TUGAS REKAYASA PERANGKAT LUNAK

Febri Valention (13/359853/PTK/9466)


Khairul Sani (13/359750/PTK/9462)
Yosua Alvin Adi Soetrisno (13/359461/PTK/9439)
S2 Teknologi Informasi
Teknik Elektro dan Teknologi Informasi
Universitas Gadjah Mada


Software adalah suatu program komputer, prosedur, data dan semua dokumentasi yang
berhubungan dengan operasi pada sistem computer atau dengan kata lain software
merupakan kumpulan dari objek membentuk konfigurasi yang didalamnya termasuk
program, documen, dan data.
Menurut IEEE, pengembangan software (software engineering) adalah aplikasi
sistematik, disiplin, pendekatan kualitatif untuk pengembangan, operasi dan
pemeliharaan dari software dengan kata lain software engineering merupkan sebuah
metodologi pengembangan perangkat lunak (software) yang membahas semua aspek
produksi perangkat lunak, mulai dari tahap awal spesfikasi sistem hingga pada tahap
pemeliharaan sistem setelah digunakan dengan tujuan untuk membuat perangkat lunak
yang tepat dengan metode yang tepat.
Adapun beberapa metode pengembangan software, yaitu seperti spiral, waterfall, RAD, XP,
dan lain sebagainya. Pada makalah ini akan dibahas mengenai model prototype dan agile
model.
I. Prototype Model
a. Pendahuluan
Prototype memiliki tujuan untuk memodelkan sebuah sistem atau merupakan aspek
khusus dari sebuah sistem. Prototype awal dapat dikembangkan dengan menggunakan
dokumentasi dari user yang berupa rangkaian cerita atau proses bisnis yang bisa dituangkan
dalam bentuk navigasi atau secara lebih mudah dengan menggunakan spreadsheet yang berisi
formula dan juga report yang biasa dipakai oleh user.
Prototype dapat memberikan wawasan dan juga pemahaman yang lebih luas tentang
lingkup, asal mula kebutuhan, dan harapan dari aktifitas pengembangan walaupun memiliki
fungsionalitas dan fitur yang terbatas.
Sering terjadi seorang user hanya mendefinisikan secara umum apa yang dikehendakinya
tanpa menyebutkan secara detail output apa saja yang dibutuhkan, pemrosesan, dan data-data
apa saja yang dibutuhkan.
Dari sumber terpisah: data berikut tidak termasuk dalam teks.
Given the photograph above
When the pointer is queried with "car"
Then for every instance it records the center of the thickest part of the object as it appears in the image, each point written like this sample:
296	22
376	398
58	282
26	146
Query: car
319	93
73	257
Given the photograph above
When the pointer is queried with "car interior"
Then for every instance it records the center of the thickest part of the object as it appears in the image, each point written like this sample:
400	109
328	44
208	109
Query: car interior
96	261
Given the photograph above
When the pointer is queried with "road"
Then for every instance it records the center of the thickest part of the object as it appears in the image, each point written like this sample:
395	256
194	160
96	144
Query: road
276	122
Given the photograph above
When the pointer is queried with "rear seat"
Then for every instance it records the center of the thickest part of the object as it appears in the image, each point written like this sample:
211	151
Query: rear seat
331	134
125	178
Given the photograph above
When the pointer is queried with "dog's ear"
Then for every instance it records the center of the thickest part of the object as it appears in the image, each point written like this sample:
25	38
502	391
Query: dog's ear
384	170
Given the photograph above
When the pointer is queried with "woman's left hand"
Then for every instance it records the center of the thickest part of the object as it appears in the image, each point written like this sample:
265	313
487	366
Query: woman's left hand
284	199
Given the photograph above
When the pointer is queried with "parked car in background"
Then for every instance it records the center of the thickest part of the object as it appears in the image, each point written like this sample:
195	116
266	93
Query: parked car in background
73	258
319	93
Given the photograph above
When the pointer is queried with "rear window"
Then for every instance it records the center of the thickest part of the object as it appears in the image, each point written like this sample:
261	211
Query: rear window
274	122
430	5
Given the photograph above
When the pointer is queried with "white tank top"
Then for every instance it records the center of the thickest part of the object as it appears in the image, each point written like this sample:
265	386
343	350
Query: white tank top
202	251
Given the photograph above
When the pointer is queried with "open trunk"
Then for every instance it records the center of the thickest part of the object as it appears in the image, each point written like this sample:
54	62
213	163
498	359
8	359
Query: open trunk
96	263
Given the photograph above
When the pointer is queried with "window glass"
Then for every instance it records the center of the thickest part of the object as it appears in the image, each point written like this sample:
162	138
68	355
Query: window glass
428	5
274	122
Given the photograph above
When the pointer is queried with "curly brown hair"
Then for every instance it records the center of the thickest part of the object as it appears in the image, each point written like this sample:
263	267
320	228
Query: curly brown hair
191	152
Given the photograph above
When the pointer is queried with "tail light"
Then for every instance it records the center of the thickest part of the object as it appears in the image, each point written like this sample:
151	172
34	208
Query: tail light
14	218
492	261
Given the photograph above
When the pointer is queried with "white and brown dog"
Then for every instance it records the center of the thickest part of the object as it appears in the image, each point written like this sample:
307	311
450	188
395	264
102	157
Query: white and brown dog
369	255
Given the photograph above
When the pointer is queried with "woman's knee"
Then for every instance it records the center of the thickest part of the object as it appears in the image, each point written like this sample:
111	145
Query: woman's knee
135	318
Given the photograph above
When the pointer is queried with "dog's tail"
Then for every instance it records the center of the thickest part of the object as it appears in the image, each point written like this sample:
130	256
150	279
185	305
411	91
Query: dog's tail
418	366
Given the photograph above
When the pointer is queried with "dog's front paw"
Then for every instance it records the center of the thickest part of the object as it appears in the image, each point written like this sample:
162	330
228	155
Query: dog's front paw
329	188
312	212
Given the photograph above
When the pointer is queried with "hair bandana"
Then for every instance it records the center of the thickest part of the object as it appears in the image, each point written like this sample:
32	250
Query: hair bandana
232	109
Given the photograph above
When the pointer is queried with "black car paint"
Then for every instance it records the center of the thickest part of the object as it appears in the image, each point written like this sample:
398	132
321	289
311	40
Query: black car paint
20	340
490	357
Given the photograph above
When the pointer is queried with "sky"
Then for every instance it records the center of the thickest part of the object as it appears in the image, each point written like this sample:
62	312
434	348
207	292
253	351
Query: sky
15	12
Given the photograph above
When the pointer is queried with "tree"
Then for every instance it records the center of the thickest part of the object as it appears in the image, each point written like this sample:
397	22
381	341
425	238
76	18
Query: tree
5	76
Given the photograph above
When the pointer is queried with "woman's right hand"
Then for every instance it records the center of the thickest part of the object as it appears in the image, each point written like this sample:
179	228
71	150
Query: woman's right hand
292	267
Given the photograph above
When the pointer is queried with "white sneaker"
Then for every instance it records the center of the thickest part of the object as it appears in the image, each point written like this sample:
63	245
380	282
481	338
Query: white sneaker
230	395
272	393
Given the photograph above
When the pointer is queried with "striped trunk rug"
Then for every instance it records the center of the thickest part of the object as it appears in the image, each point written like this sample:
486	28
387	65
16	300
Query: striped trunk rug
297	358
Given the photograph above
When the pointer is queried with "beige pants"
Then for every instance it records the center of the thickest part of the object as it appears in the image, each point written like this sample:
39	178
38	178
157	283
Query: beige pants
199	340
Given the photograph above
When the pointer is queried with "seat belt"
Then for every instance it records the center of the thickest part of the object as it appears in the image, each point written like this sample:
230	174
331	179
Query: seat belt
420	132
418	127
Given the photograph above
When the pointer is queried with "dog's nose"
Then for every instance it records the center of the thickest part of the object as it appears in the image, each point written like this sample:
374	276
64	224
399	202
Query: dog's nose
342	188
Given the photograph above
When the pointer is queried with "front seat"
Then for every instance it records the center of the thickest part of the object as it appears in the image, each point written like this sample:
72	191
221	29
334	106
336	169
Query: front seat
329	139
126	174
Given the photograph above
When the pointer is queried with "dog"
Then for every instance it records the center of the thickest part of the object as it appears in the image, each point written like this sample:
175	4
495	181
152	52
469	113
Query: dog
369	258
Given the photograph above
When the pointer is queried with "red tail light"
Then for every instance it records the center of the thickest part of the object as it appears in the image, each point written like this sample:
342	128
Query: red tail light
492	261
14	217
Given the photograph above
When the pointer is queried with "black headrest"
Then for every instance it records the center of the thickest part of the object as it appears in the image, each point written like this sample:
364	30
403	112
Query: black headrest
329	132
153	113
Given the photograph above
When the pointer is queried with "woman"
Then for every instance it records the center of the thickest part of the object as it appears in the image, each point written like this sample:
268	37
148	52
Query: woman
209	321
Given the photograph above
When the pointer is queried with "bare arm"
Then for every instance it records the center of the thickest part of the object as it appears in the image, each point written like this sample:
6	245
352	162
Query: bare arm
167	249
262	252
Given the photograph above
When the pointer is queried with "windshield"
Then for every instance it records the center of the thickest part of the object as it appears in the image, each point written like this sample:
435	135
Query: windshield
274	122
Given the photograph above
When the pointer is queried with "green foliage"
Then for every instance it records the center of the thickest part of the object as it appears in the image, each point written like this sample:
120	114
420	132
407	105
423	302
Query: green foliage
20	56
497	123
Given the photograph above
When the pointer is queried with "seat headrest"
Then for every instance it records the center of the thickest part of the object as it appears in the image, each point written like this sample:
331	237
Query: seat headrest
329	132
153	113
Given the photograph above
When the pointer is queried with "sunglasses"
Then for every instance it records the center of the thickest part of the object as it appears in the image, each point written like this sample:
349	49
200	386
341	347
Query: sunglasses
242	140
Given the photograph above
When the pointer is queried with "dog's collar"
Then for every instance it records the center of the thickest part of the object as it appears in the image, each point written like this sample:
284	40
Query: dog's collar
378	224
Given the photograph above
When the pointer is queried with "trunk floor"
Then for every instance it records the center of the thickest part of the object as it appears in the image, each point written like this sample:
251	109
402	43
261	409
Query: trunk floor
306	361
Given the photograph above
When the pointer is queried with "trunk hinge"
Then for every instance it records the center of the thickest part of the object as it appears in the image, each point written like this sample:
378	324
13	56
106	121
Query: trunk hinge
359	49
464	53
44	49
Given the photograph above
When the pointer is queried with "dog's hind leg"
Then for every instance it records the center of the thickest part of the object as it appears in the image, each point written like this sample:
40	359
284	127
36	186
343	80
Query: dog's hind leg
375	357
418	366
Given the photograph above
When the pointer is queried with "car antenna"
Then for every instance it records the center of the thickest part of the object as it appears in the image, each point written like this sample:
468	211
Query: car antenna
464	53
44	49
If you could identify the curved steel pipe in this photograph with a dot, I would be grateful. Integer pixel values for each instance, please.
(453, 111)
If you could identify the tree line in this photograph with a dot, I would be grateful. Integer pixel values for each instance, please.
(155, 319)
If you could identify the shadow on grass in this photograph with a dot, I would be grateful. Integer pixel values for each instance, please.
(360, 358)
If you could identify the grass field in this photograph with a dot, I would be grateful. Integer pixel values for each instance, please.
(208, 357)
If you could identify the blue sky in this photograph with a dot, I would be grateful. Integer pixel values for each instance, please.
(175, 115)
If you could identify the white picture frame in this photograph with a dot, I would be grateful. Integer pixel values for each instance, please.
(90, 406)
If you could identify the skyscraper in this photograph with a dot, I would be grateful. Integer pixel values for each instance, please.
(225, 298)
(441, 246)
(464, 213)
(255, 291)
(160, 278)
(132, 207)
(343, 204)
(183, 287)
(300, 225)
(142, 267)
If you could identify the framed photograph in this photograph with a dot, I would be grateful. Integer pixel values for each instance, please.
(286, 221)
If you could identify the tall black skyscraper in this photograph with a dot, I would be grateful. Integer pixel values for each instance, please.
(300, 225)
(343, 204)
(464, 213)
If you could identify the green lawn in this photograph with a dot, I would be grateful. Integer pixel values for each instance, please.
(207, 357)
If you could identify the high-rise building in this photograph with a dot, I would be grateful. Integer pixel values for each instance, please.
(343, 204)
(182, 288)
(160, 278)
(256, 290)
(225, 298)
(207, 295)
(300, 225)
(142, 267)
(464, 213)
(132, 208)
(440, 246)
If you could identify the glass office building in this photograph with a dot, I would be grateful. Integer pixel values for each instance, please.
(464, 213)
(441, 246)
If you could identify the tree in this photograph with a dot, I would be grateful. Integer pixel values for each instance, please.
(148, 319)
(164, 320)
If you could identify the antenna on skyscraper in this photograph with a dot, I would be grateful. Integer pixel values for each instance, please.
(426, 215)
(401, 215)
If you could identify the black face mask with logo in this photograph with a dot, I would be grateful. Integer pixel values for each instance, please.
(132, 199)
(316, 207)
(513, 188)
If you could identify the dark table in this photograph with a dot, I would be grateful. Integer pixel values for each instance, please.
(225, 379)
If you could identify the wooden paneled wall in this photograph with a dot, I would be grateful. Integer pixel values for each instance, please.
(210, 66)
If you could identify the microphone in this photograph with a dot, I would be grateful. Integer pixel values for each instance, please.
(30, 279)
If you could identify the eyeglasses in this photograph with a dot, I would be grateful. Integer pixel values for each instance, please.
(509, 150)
Sebaliknya disisi developer kurang memperhatikan efesiensi
algoritma, kemampuan sistem operasi, dan pengalaman dalam menggunakan interface yang
menghubungkan manusia dan komputer.
Prototype secara khusus berguna untuk mengijinkan developer melakukan komunikasi
dengan user secara dua arah. Konsep, ide, dan pendekatan bisa ditelaah lebih jauh untuk
mendapatkan pemahaman yang lebih baik. Feedback dari user juga bisa diberikan untuk
memandu proses modifikasi dari komponen yang telah dibuat, dengan elemen khusus atau
interpretasi juga fitur yang akan dilanjutkan, dirubah, atau dibuang.
Developer secara lebih jauh dapat menggunakan prototyping untuk memperoleh
informasi yang lebih jauh tentang bentuk interface, sifat, kebiasaan dan juga fungsionalitas
dari sistem keseluruhan. User dapat melihat developer menindaklanjuti kebutuhan user
sehingga masing-masing bisa memiliki visi yang sama. Masalah dan kesalahan yang
diketahui pada saat prototyping akan lebih efektif untuk diperbaiki daripada memperbaiki
sistem yang telah jadi secara keseluruhan.
Prototyping membantu mengurangi resiko terjadinya kesalahan. Dengan prototyping
developer lebih mungkin untuk mengembangkan solusi yang dapat menyelesaikan masalah
sebenarnya dan sesuai dengan kebutuhan khusus dan harapan yang dimiliki user.
Meskipun prototyping dapat digunakan sebagai model proses yang berdiri sendiri, namun
lebih sering digunakan sebagai teknik yang diimplementasikan bersama dengan model-model
yang lain. Tanpa memperhatikan cara bagaimana model ini dipakai, paradigma prototyping
membantu developer dan user untuk memiliki pemahaman yang lebih baik tentang apa yang
akan dibangun ketika kebutuhan yang diinginkan tidak diuraikan secara jelas. Paradigma
prototyping diawali dengan komunikasi antara developer dan user yang bertemu dan
mendefinisikan sasaran-sasaran menyeluruh dari perangkat lunak yang akan dibangun,
mengidentifikasi kebutuhan apa saja yang diinginkan. Iterasi prototyping direncanakan secara
cepat, demikian juga pemodelan dalam bentuk rancangan segera dibuat.

Gambar 1. Prototype Model
b. Siklus pada Prototype Model
1. Communication
Developer dan user bertemu dan menentukan tujuan umum, kebutuhan yang diinginkan,
dan gambaran bagian-bagian yang akan dibutuhkan berikutnya.
2. Quick Plan
Perancangan dilakukan cepat dan mewakili semua aspek software yang diketahui, dan
rancangan ini menjadi dasar pembuatan prototype.
3. Modelling Quick Design
Berfokus pada representasi aspek software yang bisa dilihat user. Modelling Quick Design
cenderung ke pembuatan prototipe.
4. Construction of Prototype
Membangun kerangka atau rancangan prototype dari software yang akan dibangun.
5. Deployment Delivery & Feedback
Prototype yang telah dibuat oleh developer akan disebarkan kepada user untuk dievaluasi,
kemudian user akan memberikan feedback yang akan digunakan untuk merevisi
kebutuhan software yang akan dibangun.
Perulangan proses ini terus berlangsung hingga semua kebutuhan terpenuhi. Prototype
dibuat untuk memuaskan kebutuhan user dan untuk memahami kebutuhan user dengan
lebih baik. Prototype yang dibuat dapat dimanfaatkan kembali untuk membangun software
secara lebih cepat, namun tidak semua prototype bisa dimanfaatkan.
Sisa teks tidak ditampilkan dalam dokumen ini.